Hey everyone, I'm Lindsay Lohan, and this is Lindsay Lohan's Indian Journey (BBC3). India's, like, this crazy place in maybe Asia? The people are sooo cute, and real skinny. Also they're mad drivers like me – maybe they all do tons of cocaine too. But this isn't about drugs or driving (for once!). Or who I'm dating or not dating. It's about child trafficking, which is this massive issue out here.
That is not the opening voice-over of Lindsay Lohan's Indian Journey, but the more puerile of two scathing Guardian articles (plus a blog item) about it within the last seven days. Alright, it's weird that LiLo is the host of a BBC documentary about child trafficking. And the inarticulateness in the clip below isn't even the least compelling commentary she offers during the course of the film:
Still. I'm going to have to side against the haters on this one. I'm not really qualified to judge whether Lohan is genuinely interested in learning about child trafficking or is using the issue to scrub her ditsy image, but even the latter still does the service of raising awareness. In the doc, we go to the slums; we look at how globalization and economic "progress" have exacerbated demand for underage slaves. We meet children whose parents give them up to traffickers for the extra income, sometimes repeatedly, talk with very young rape victims, hear more kids talking about being beaten than we can count. "In fact, it would be [hard] to argue that the BBC had produced a bad documentary here," admits the Independent. "Who knows what their motive for choosing Lohan as their star was? To raise awareness among a demographic—supermarket-tabloid readers—who wouldn't otherwise have taken an interest? To generate publicity? To boost ratings?"

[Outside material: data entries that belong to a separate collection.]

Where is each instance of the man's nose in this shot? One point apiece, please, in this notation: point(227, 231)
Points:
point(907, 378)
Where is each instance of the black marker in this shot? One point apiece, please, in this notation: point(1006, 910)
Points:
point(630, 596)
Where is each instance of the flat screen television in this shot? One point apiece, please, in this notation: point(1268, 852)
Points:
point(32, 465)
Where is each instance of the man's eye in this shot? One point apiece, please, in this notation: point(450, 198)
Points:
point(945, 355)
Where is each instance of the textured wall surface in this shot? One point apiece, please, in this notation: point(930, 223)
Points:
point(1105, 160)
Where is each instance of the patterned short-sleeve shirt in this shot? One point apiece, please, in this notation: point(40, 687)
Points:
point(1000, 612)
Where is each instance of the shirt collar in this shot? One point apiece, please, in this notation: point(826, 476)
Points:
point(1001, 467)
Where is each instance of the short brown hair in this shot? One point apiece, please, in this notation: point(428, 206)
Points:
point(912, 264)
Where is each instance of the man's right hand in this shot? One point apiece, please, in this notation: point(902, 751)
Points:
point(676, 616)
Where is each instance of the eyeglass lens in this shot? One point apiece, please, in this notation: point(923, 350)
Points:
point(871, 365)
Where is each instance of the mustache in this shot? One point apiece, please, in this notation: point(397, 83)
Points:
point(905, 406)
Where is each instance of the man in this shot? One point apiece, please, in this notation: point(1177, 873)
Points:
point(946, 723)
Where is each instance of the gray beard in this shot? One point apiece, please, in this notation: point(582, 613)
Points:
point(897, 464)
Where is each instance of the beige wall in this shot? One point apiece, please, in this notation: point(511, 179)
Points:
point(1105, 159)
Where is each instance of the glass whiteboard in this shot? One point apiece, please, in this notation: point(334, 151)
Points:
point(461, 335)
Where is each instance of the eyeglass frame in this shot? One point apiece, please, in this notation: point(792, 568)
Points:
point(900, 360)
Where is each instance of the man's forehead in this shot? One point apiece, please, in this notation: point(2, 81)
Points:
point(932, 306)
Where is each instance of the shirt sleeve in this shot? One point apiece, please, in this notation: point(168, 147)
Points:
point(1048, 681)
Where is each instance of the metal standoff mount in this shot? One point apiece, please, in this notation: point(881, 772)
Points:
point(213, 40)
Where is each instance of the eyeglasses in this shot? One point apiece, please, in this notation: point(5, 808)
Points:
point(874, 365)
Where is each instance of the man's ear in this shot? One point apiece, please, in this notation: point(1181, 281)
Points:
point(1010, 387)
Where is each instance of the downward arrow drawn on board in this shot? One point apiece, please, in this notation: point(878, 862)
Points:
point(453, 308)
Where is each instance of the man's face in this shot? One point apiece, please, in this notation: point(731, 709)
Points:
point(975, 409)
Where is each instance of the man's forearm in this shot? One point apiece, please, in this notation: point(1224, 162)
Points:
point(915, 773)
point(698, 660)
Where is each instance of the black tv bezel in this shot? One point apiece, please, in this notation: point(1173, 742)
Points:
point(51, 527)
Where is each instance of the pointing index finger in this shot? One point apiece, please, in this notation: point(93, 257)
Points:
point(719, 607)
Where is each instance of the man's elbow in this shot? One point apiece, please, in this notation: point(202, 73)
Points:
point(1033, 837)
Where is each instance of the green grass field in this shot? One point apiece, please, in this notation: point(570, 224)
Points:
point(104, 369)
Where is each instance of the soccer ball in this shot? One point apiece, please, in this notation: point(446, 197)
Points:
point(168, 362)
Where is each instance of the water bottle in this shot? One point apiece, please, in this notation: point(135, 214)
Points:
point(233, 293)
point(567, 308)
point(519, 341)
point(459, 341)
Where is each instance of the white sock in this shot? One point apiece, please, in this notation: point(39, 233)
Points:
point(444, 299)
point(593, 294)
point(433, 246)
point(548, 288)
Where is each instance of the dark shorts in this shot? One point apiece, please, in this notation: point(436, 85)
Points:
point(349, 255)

Well, yes. Consider how many more people watched Lindsay Lohan's Indian Journey than would have Learn About Child Trafficking With John Davies. Who? Right. As I've mentioned before, Thailand, for example, has a problem with abusing refugees, but it took Angelina Jolie's involvement for the issue to really explode into the news. And I'm gonna guess, that these two stories snarking about Lohan is way more headlines than the Guardian gives child trafficking in a typical week.